夜明けの青色と青春 (初出 07/28/2006)


 夜明けの青色との出会いは、若さの特権だ。そう思うのは、私が歳を取ったせいだろう。



 夜明けの青色。それは、十代の終わりから二十代の初めにかけての私の記憶を呼び覚ます。あれはとうの昔に取り壊された、杉並と中野の境のアパートだった。とりとめのない話に疲れ、友と眠りにつくのは大抵、空が青みがかる頃だった。もう題名すら思い出せない本を読み疲れ、一人眠りにつくのも、牛乳配達の音が響くその時刻だった。



 「夜明けの青さが 教えてくれるだろう…」。そんな歌が流行っていたのも、あのアパートだった。大学のバリケードの中で空が白む時を迎える、その不安な心理をつづった手記をいつか読んだことがある。私はそこで朝を迎えたことはなかった。だが私を含め、その頃の青春はそこに凝縮されていたような気がする。



 不安と恐れと未来へのかすかな希望と。それは今も、白々とした夜明けを思うたびよみがえる。そして私は、もう誰も支払わなくなったその頃の付けを、今に至るまで払い続けてきたような気がする。馬鹿げたことと知りつつ。



 その時背負った青春の借財を、その時完済した者は本当にいたのだろうか。私はどこか、そんな者達への後ろめたさを抱えたまま生きてきた。そして私は、ついにまみえることのなかった彼らが支払った額に近いだけの返済は、歩みの中でしてきたのではないか―。この頃そう思うことがある。
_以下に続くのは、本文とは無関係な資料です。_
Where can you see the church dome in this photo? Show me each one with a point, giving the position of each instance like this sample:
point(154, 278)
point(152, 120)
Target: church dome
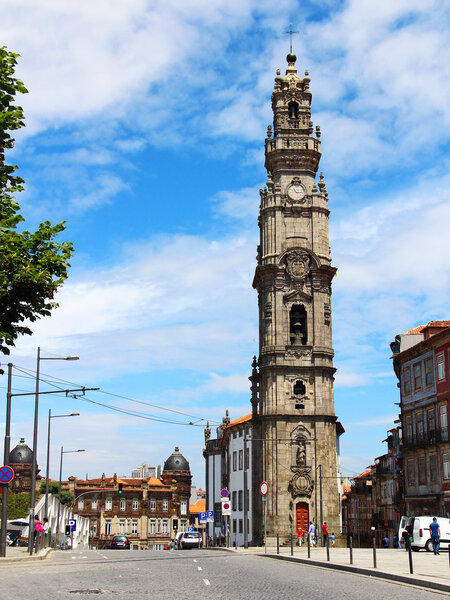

 だが、にもかかわらず、後ろめたさの思いは消えることはない。神も亡霊も、あらゆる幻想もどぶに捨てたはずの今となっても。いくら長い時間をかけても払い切れないもの、埋めきれないもの。それが青春にはあるのだろう。私はそう思うしかない。私の子達もとうに通り過ぎてしまった、その頃に対して。